(Reuters) – Buyout firm Kohlberg & Co on Tuesday refused to match a $477 million offer for Steinway Musical Instruments Inc said to be from Paulson & Co, leaving the 160-year-old maker of pianos and saxophones free to finalize a deal with the hedge fund titan.
Steinway said on Monday it had received a $38 per bid from an unidentified asset manager that beat Kohlberg’s $35 per share offer. A person familiar with the matter identified the asset manager as the hedge fund firm of John Paulson.
Paulson declined to comment. A Steinway representative did not respond to a request for comment.
Stock market investors were taken by surprise by Kohlberg’s response. Steinway shares, which traded as high as $39.84 on Monday on expectations of an even higher bid, fell to $38.33 on Tuesday, close to Paulson’s offer price.
A leveraged buyout of Steinway would represent an unusual private equity-style deal for hedge fund mogul Paulson, who shot to fame in 2007 with a prescient bet against subprime mortgages and repeated his success in 2009 with a bet on gold.
An American icon synonymous with handmade grand pianos, Steinway has struggled to keep its production margins competitive amid stagnant sales, prompting it to consider a sale.
Steinway said in a regulatory filing on Tuesday that Kohlberg waived its right to match or beat the rival offer. After clinching a $438 million buyout deal with Kohlberg in July, the Waltham, Massachusetts-based company launched a 45-day “go-shop” period that allowed it to solicit higher offer.
That deal came six months after Steinway, an American icon synonymous with handmade grand pianos, said it had decided not to sell itself following a 17-month-long exploration of strategic alternatives, including speaking to private equity.
An in-principle agreement to sell its band instrument division to an investor group led by two of its board members, Dana Messina and John Stoner, was scrapped last year in light of its operating performance, Steinway said at the time.
In July 2011, Messina, Stoner and other members of management made an offer for Steinway’s band instrument and online music divisions, prompting the company to set up a special committee to assess it.
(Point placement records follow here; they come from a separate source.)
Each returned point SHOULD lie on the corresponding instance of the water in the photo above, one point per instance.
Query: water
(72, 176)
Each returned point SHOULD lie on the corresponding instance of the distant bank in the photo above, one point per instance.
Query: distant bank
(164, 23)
Later that month, Steinway asked investment bank Allen & Company LLC to assist the special committee in exploring strategic alternatives that could also include selling the whole company outright.
By October 2011, Messina had stepped down as CEO of the company after 15 years at the helm to pursue his bid, yet he remained a board member. He was replaced by Michael Sweeney, a chairman of the board of Star Tribune Media Holdings and a former president of Starbucks Coffee Company (UK) Ltd.
In June, Steinway completed the sale of its leasehold interest in the company’s flagship Steinway Hall building, on Manhattan’s 57th Street, to a partnership led by JDS Development Group for $46.3 million in cash.
According to its website, Steinway & Sons, the company’s piano unit, opened the first Steinway Hall on 14th Street in Manhattan in 1866.
With a main auditorium of 2,000 seats, it became New York City’s artistic and cultural center, housing the New York Philharmonic until Carnegie Hall opened in 1891. These days, Steinway Hall is a showroom for the company’s instruments.
Steinway has said it will be able to remain in its present location in New York until the end of 2014 and that it has already begun the planning process for a new Steinway Hall.
Steinway’s pianos have been used by legendary artists such as Cole Porter and Sergei Rachmaninoff and by contemporary ones like Chinese concert pianist Lang Lang.